O melhor da vida



Dá uma olhadinha nesse trecho de uma música:

“O que vale nessa vida é ver como você aproveita Desde a hora que levanta até a hora que deita Quando escolhe a coisa certa é tudo sem receita Quando perto de você a própria confusão se ajeita bem”

Identificou-se com algo? Não? Talvez? Pois bem, vamos lá... Como foi o seu dia hoje? Você acordou, foi a escola, a faculdade, ao trabalho? Quando chegou lá você sorriu para o seu colega ou passou direito, sem nem dar bom dia, afinal o percurso até ali tinha sido estressante, com direito a engarrafamento e mensagem cobrando aquele trabalho para ser entregue às 12 horas?

Quando nos encontramos dentro de uma rotina, nos deparamos com diversas situações que colocam à prova, primeiro a nossa paciência e depois a nossa santidade. Espera, santidade? É, eu sei, vocês já estão pensando “ah, mas não sou santo, santo é o padre, a freira, o seminarista...” São sim, mas vamos deixar claro aqui, ser santo também é possível dentro da rotina das pessoas “comuns”. Estou falando de você mesmo, que estuda pela manhã, trabalha a tarde e chega em casa morto, estou falando de você que tirou cinco em matemática e gosta de escutar uma boa banda de rock.

Mas vocês podem estar se perguntando: o que isso tem a ver com o trecho da música, a manhã do seu dia e uma vida de santidade? Eu diria quem tem muito a ver. Mas vamos por partes. Por muito tempo, apesar de estar sempre indo à missa, participando do grupo de jovens, eu me questionava constantemente como seria possível ser santo dentro da minha realidade: estudante, filha de pais separados, especialista em reclamação. Eu era aquela pessoa que só conseguia ver dificuldades e nunca possibilidades ao meu redor. Toda manhã eu acordava pensando em como aquele seria mais um dia ruim, cansativo, de cobranças e estresse. Era trabalho para entregar, trânsito, uma hora e meia de viagem até a escola, ônibus lotado. Enfim, tudo, como eu disse, era motivo de reclamação, lamentação e por aí vai.

Daí, um dia eu estava na internet e encontrei um livro que se chamava “Santos de calça jeans”, foi curiosidade à primeira vista. Dizia assim na sinopse: “Santidade não está relacionada a realizar fatos homéricos ou viver em eterna penitência [...] Podemos ser santos na faculdade, na academia, nas reuniões com nossos amigos ou nos sites de relacionamento da internet”. Isso me intrigou de uma forma, eram conceitos que simplesmente não conseguia assimilar à santidade. Foi aí que fiquei nos sites de livros que tanto gostava garimpando uma promoção para compra-lo, até que um dia consegui e finalmente ia ler sobre estes tais santos de calça jeans.

A cada capítulo, eu sentia que o autor falava diretamente a mim... Eu podia curtir minhas bandas de rock, sair com meus amigos para um sorvete e ainda ser santo! A leitura então ia incomodando meu coração, não um incomodo no sentido ruim da palavra, mas sim de querer mudar, transformar verdadeiramente a minha vida de reclamações e tristezas. Ele escrevia ainda sobre uma frase de Santo Agostinho: “O pecado é o motivo de tua tristeza. Deixa que a santidade seja o motivo de tua alegria.”

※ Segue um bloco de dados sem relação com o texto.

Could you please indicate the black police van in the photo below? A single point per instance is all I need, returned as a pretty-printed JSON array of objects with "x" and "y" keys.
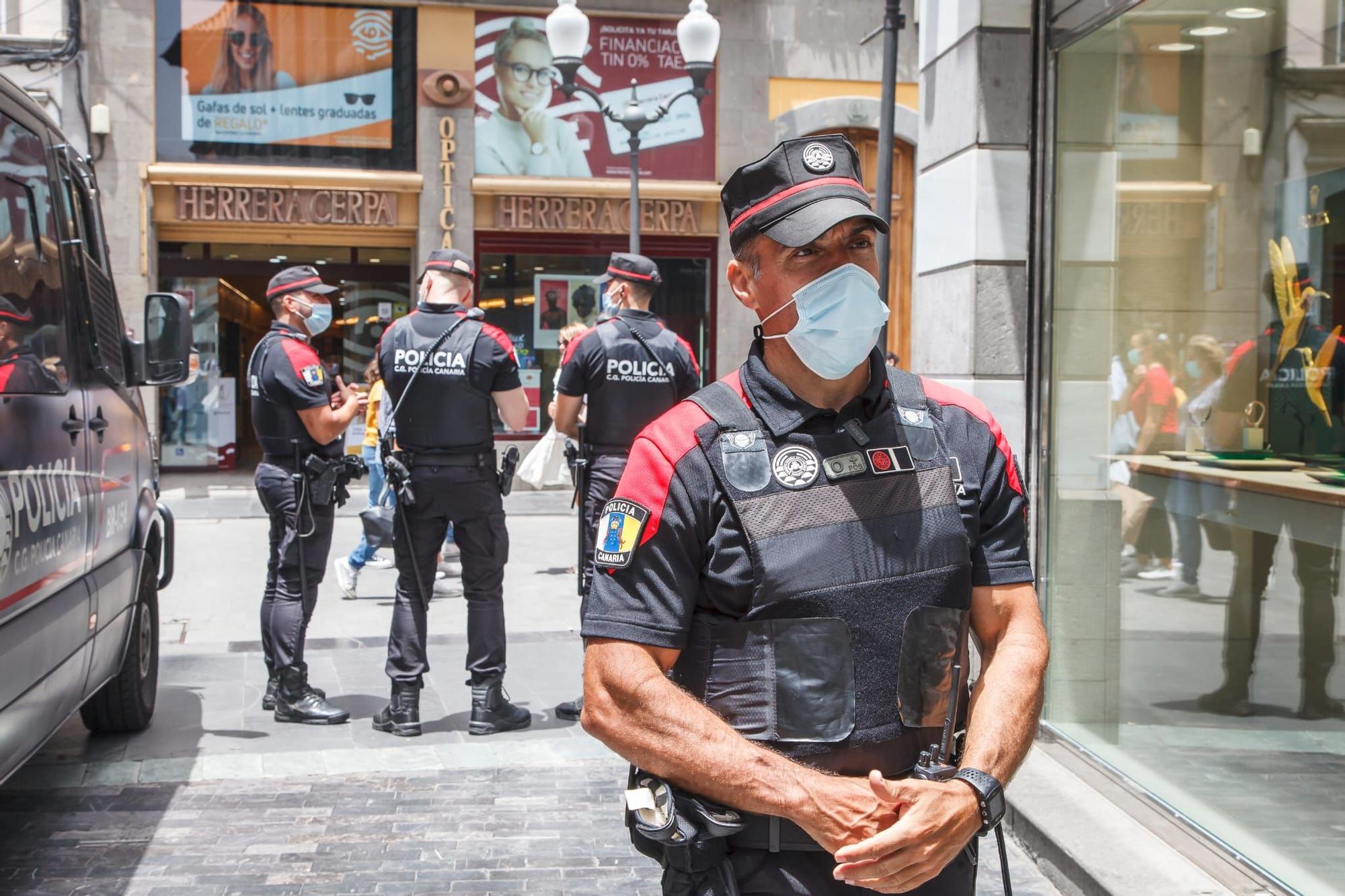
[{"x": 85, "y": 544}]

Mas posso dizer que a parte que mais me tocou foi quando li o seguinte trecho: “Existem muitas pessoas que pensam que vivem, mas, na verdade, estão fingindo. Ao mesmo tempo, muitos acreditam que para ser santo devem deixar de viver. Não é nada disso. A ordem é: Viva, Viva a vida! Deseje o Céu! [...] Santidade é feita de sorriso, de estender a mão. Santidade é atitude de quem sabe que recebeu mais do que merecia e só tem como retribuir dando-se. Independente do estilo, da visão de mundo ou da tribo a qual pertence.”

E foi ao perceber a realidade a partir dessas palavras que eu comecei a buscar uma vida de santidade, começando por pequenas coisas do meu dia, como dar bom dia aos meu colegas, usar o longo tempo de deslocamento até a escola para rezar o terço, conversar mais com os meus pais... E em cada dificuldade eu pensava: “o que Jesus faria?” , buscando nos momentos de provação lidar com as circunstâncias tendo sempre em mente o exemplo de amor e paciência de Jesus.

Afinal, como diz a canção... “Quando escolhe a coisa certa é tudo sem receita, quando perto de você a própria confusão se ajeita bem”

Para quem se interessou pela leitura, o livro usado como referência é do Adriano Gonçalves, “Santos de Calça jeans” e a música é do cantor Marcelo Jeneci, “O melhor da vida”.